Un exemple de la perte de biodiversité du blé est apparu en Inde en 2011.

Il existe en Inde, un blé assez spécifique, le blé «sphaerococcum» autrement dit en français «blé rond» puisque le grain est sphérique au lieu d’être oblongue.

Ce blé est un hexaploïde (3 paires de 7 chromosomes) comme le blé tendre et le grand épeautre.

La teneur en protéines de ces petits grains ronds atteint des sommets, certains ont même cité des teneurs de 40% de protéines, ce qui se vérifie plus sur d’autres petits grains comme le blé Carthlicum dit aussi blé perse qui est un blé dur (tétraploïdes, 2 paires de 7 chromosomes).

Mais celles-ci (les protéines) ne s’apparente pas au gluten, c’est un peu comme le petit épeautre de Provence (un engrain -1 paire de 7 chromosomes) qui a souvent des teneurs de 15-16% de protéines pour +/- 11% dans nos blés actuels.

Pour toute personne qui travaille cette céréale, on sait qu’il ne s’agit pas de transposer cela en valeur de gluten tenace, c’est même l’inverse qui se présente, cette pâte de petit épeautre lâche vite et doit être travaillée plus rapidement.

Le blé rond indien est aussi un blé nain original, dans le sens qu’il avait cette propriété depuis des siècles, bien avant que les sélectionneurs ne réduisent la taille des blés de +/- 1 m. (de 1m.60 à 60 cm.) surtout depuis la fin de la guerre 1940-45.

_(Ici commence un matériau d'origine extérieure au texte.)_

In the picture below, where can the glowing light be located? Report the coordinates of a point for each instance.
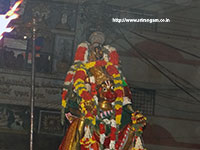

Une équipe de chercheurs nippo-indienne a trouvé en 2010, 3 sites où un «blé rond» porteur non seulement de ces gènes de nanisme pas toujours intéressant au niveau physiologique,  mais ce blé est aussi précoce et également résistant à la rouille jaune ainsi que modérément résistant à la sécheresse.

Un an après, en 2011, seul un site existait encore, d’où l’urgence de sauver et le risque de perte de biodiversité.

Les chercheurs indiens publiant dans le « Wordl Wheat Book » avait relevé sa présence de manière sporadique un peu auparavant dans le Gujarat.

Il faut savoir que l’on a déjà eu besoin de cette richesse génétique dans le passé.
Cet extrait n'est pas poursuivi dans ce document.